However, national policies may differ; Nordic countries often utilize environmental tax revenues to fund tax reductions that hinder the economy, support green stimulus to raise productivity, and offer a price signal to promote energy efficiency while discouraging pollution [32,35]. Economic growth, employment, revenue, air pollution, and carbon emissions are all examined in this short using the current literature. Each indicator is accompanied by a case study from the Nordic region. When it comes to developing countries and rising economies, is the Nordic experience relevant? People in the Nordic countries are mainly pro-environment, thanks partly to their high taxation and well-established government [36,37]. Except for Iceland, all Nordic nations are among the top ten in gross domestic product. They have a proven track record of bringing in money, notably from taxes related to the environment. According to available statistics, the Nordic nations’ median per capita environmental tax in 2017 was 7.5 times higher than the worldwide median [38].

Although each country’s situation is unique, lessons may be derived from the Nordic experience that apply to other nations trying to regain fiscal space while tackling pollution. Not every nation should aim to follow the Nordic fiscal model, even if it is possible. Instead, this policy brief intends to help governments “seek what they sought”, creating fiscal tools that bring economic and environmental advantages. In 2018, the Nordic nations collected between USD 7 billion and USD 13 billion from green taxes, primarily due to the high costs of energy, transportation, and pollution [39]. Nordic countries have at least double the OECD average environmental tax per capita, with Denmark’s being more than four times higher [39]. Sweden and Finland mostly rely on taxes on energy and carbon, whereas Norway and Denmark primarily rely on vehicle registration and road fees [34]. Except in Iceland, pollution fees have a negligible impact on the economy. Figure 4 provides green taxes in Nordic countries.

2. The Literature

For decades, researchers have focused on reducing energy usage through green taxes. Fossil fuel usage is the primary target of these taxes, which aims to reduce overall energy consumption. Green taxes and their economic effects have been intensively studied since the 1990s [8,40]. Taxes have been widely praised as one of the most effective ways to reduce energy use. When [41] studied green taxes in Japan and the ensuing impact on the country’s industries, they confirmed that green taxes had a detrimental influence on its energy usage. Environmental externalities in Norway have been successfully combated, according to [42]. Environmental laws to reduce carbon emissions have been implemented. Furthermore, ref [43] stated that green taxes should be redistributed to support greener energy sources, such that fossil fuel use is limited by lowering subsidies to non-renewable industries.

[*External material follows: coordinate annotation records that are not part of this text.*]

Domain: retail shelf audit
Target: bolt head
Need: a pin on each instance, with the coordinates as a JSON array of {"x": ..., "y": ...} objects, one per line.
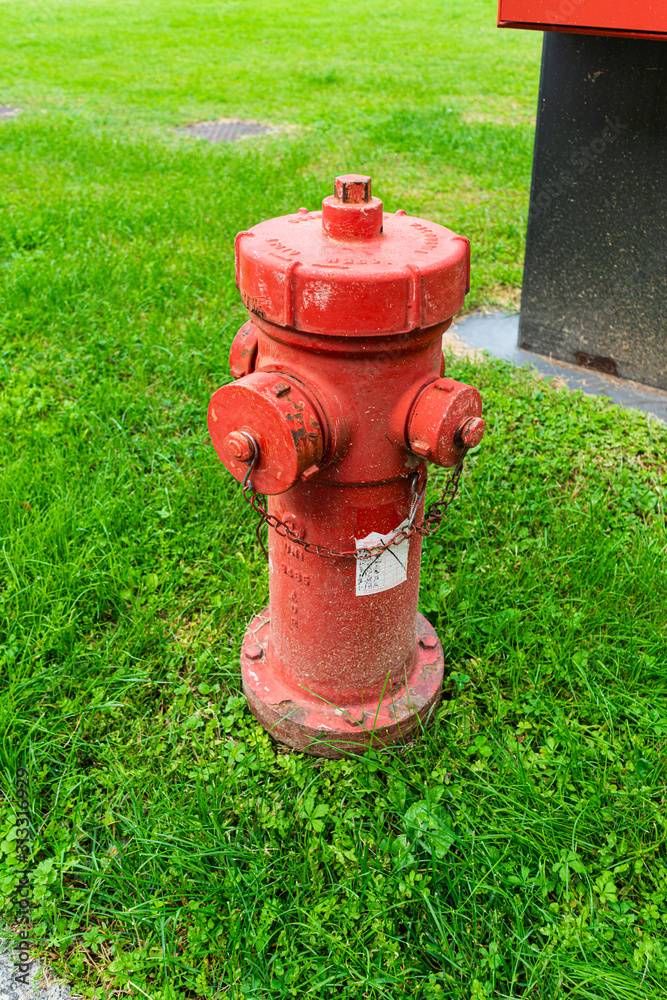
[
  {"x": 239, "y": 446},
  {"x": 291, "y": 522},
  {"x": 471, "y": 431},
  {"x": 353, "y": 188}
]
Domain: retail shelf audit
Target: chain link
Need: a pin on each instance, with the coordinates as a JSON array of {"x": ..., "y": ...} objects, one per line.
[{"x": 432, "y": 516}]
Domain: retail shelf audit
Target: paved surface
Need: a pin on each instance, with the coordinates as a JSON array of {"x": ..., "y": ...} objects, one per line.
[
  {"x": 224, "y": 130},
  {"x": 497, "y": 333},
  {"x": 42, "y": 986}
]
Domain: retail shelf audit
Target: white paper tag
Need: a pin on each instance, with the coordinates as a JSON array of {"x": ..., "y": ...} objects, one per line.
[{"x": 384, "y": 570}]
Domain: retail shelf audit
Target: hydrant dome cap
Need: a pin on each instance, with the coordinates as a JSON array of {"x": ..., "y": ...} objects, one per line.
[{"x": 412, "y": 274}]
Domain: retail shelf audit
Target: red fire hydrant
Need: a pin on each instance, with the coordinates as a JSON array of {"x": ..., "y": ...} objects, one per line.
[{"x": 339, "y": 402}]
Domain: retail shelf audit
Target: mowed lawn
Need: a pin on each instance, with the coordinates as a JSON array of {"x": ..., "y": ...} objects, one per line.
[{"x": 517, "y": 850}]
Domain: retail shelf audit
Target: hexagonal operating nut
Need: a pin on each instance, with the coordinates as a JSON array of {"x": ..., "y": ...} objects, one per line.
[
  {"x": 353, "y": 188},
  {"x": 444, "y": 419}
]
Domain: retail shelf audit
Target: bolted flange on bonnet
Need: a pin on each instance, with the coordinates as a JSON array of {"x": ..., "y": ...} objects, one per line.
[{"x": 352, "y": 269}]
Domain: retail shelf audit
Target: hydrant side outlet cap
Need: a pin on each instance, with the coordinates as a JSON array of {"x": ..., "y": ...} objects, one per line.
[{"x": 352, "y": 269}]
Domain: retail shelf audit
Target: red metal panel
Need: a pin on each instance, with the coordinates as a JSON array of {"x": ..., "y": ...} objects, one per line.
[{"x": 646, "y": 18}]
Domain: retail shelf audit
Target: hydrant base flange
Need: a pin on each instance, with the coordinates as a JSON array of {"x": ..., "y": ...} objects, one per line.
[{"x": 316, "y": 726}]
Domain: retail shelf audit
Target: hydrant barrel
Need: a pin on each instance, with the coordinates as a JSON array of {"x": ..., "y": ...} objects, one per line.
[{"x": 339, "y": 402}]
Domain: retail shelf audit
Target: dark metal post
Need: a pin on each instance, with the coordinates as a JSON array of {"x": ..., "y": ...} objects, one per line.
[{"x": 595, "y": 278}]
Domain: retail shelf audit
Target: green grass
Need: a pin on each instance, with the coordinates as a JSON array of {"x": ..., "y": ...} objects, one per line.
[{"x": 516, "y": 850}]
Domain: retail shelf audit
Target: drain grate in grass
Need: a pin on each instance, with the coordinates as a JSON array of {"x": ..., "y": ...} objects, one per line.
[{"x": 225, "y": 130}]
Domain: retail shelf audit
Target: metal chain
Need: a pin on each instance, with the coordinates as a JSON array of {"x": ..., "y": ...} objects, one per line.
[{"x": 432, "y": 516}]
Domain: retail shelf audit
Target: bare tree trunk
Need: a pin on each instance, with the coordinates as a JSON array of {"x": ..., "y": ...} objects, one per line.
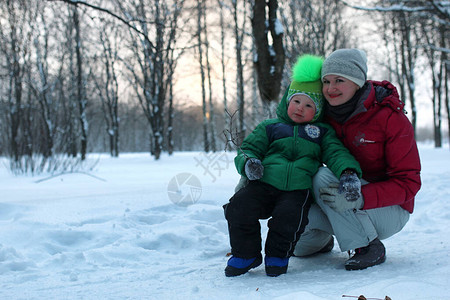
[
  {"x": 224, "y": 81},
  {"x": 212, "y": 119},
  {"x": 81, "y": 100},
  {"x": 238, "y": 36},
  {"x": 202, "y": 73},
  {"x": 108, "y": 88},
  {"x": 270, "y": 58}
]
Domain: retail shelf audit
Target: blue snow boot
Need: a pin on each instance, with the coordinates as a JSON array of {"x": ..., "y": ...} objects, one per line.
[
  {"x": 237, "y": 266},
  {"x": 276, "y": 266}
]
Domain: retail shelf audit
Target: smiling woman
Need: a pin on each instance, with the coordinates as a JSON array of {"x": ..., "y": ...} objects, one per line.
[{"x": 369, "y": 120}]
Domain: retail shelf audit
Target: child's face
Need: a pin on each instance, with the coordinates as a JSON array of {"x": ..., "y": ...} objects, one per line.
[{"x": 301, "y": 109}]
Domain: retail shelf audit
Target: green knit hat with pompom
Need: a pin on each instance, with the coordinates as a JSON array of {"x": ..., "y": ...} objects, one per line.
[{"x": 306, "y": 81}]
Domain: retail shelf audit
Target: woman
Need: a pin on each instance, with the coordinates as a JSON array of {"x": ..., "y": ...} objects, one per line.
[{"x": 368, "y": 118}]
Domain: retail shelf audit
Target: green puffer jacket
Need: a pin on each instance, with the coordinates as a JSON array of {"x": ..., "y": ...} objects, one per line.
[{"x": 292, "y": 153}]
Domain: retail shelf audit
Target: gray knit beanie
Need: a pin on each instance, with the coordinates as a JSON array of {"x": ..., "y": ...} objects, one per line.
[{"x": 348, "y": 63}]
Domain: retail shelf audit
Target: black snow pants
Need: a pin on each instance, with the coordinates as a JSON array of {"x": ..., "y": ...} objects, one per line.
[{"x": 289, "y": 216}]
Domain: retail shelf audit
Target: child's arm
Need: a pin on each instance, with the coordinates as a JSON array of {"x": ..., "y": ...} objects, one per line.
[{"x": 255, "y": 145}]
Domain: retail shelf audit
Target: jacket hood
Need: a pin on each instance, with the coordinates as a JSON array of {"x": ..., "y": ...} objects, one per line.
[{"x": 385, "y": 94}]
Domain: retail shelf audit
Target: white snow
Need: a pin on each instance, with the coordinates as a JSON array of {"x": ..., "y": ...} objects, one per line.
[{"x": 119, "y": 236}]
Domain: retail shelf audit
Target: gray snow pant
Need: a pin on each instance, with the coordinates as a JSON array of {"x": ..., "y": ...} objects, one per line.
[{"x": 352, "y": 229}]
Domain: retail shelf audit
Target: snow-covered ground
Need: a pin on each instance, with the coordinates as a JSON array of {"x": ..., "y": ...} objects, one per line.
[{"x": 118, "y": 234}]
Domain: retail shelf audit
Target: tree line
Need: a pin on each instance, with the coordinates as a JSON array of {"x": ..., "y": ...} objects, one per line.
[{"x": 84, "y": 76}]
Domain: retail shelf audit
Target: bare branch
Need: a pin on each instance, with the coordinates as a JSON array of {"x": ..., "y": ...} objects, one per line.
[{"x": 131, "y": 26}]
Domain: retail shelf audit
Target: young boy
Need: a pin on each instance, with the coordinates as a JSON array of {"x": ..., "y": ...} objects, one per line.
[{"x": 279, "y": 158}]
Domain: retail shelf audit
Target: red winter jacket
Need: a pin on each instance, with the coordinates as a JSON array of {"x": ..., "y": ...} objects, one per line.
[{"x": 381, "y": 138}]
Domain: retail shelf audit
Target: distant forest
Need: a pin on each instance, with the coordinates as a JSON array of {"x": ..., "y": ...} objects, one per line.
[{"x": 175, "y": 75}]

In Ireland, ref [44] found that 25% of the emissions can be cut out by applying a green tax of 15 Euros per ton. A similar argument was put out by [45], who claimed that green taxes on fossil fuels might reduce non-renewable energy use over the long run, while cutting carbon emissions by as much as half. It was shown that implementing green taxes may reduce emissions by 90% and generate an additional $13 billion in income for the Irish economy each year. Meanwhile, ref [35] examined the impact of green taxes on the Chinese car sector. According to their empirical research, green taxes will lower energy use by 16.3 percent, gasoline by 18.5 percent, and GHG emissions by 16 percent by 2030.

In comparative research, green taxes have influenced carbon emissions in Brazil, China, India, and South Africa [46]. According to their study, green taxes considerably impact the concentration of carbon emissions in BRICS countries.

According to [47], there is a positive relationship between economic expansion and energy use. Ref. [48] Investigating the relationship between energy consumption and economic growth found that economic growth had a unidirectional correlation with energy consumption. The authors in [30] used a global panel of 274 cities to predict that energy consumption would increase up to 730 EJ, only due to urbanization, which would be a more than threefold increase from the 240 EJ consumed in 2005. The authors in [49,50] have claimed that economic factors play a significant role in deciding whether or not there is a link between urbanization and increased energy usage.

The authors in [51], using panel data for ninety countries, concluded that financial development has no association with environmental degradation in newly industrialized economies but has a positive and significant impact in industrial economies. This finding was based on the observation that newly industrialized economies do not affect environmental degradation.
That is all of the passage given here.